Hydrogen on the other hand would be a straight swap as a fuel and can therefore be used in the same way as fossil fuels to produce energy on demand. Over the last 2 decades many countries none more so than US Department of energy and many private companies have been funding R&D into the technologies to support the envisaged future of the Hydrogen Economy.
In my view the keys challenges in the Hydrogen Economy are safety, cost, consumer confidence and environmental impact of green hydrogen production. One of the challenges for hydrogen power vehicles is that unlike conventional vehicles hydrogen needs to be stored under high pressure in the fuel tank, this creates a weight problem and risk of explosion in a crash situation. Advances in material science and possibly collision avoidance systems and the like will greatly reduce or mitigate these risks.

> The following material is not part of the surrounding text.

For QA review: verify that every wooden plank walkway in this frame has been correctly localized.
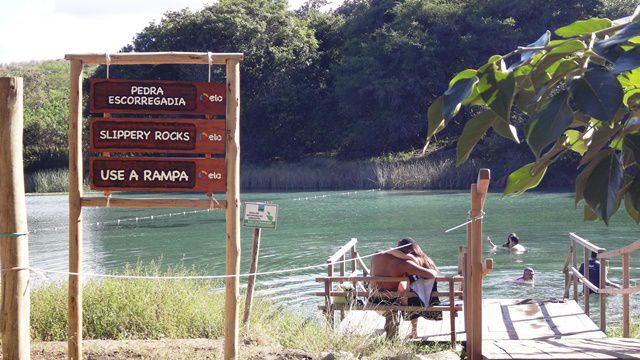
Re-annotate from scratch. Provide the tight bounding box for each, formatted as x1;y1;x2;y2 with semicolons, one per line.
338;299;640;360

Currently green hydrogen cost between $3 – $6 per kg and even this range can vary, but the US Department of Energy has given themselves an Earth shot target of “111”, which is the reduction in cost to $1/kg/in 1 decade.

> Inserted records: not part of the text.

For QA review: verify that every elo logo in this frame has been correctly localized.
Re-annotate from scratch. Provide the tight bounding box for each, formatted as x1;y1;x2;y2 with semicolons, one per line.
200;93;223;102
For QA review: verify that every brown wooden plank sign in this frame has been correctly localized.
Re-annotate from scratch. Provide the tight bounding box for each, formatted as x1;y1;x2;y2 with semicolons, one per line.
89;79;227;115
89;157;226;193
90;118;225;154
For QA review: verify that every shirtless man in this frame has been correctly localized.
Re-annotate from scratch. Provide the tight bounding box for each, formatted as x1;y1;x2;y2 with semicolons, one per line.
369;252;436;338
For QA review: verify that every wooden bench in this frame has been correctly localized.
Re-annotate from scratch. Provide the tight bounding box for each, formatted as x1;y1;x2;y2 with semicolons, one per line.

Although the production of green hydrogen via electrolysis does not produce greenhouse gasses it does require large volumes of clean water and fresh water scarcity and security is a real problem globally. The only alternative is desalination of sea water which has an environmental impact from brine dumping.
It is easy to see that these 3 factors will greatly effect consumer’s confidence in the adoption of the Hydrogen Future.
Having said that one needs to consider Just Transition and although renewables like solar and wind have provided to date around 11 million new jobs, a figure expected to grow substantially over the next 2 decades, globally an estimated 30 million jobs are related to the fossil fuel industries of which the boom of the Hydrogen Economy could very well support this transition.
Today you can buy an internal combustion engine that can run on hydrogen fuel, and in California hydrogen fuelling stations can be found along the Californian coast line. Anglo Platinum will test drive the first 300 Ton mining vehicle powered by a hydrogen fuel cell, and these advances and adoptions are happening across a multitude of industries.
One thing is clear the Hydrogen Economy is gaining momentum and will play a major role in the energy transition and achieving our climates targets.
Vasagan is the Director for Mining and Energy at Club of Engineers. A Project Manager with a National Diploma in Mechanical Engineering, a GCC in Mines & Works and Factories. Vasagan has gained invaluable experience and training in engineering maintenance and operations, project management, safety risk management and leading R&D projects related to circular economy. He is experienced and knowledgeable in the principals of asset management and reliability engineering, helping companies to achieve and maintain world class performance.
Vasagan is passionate about engineering and people management allowing to effectively manage projects while being able to provide sound, hands-on and technical direction in executing works.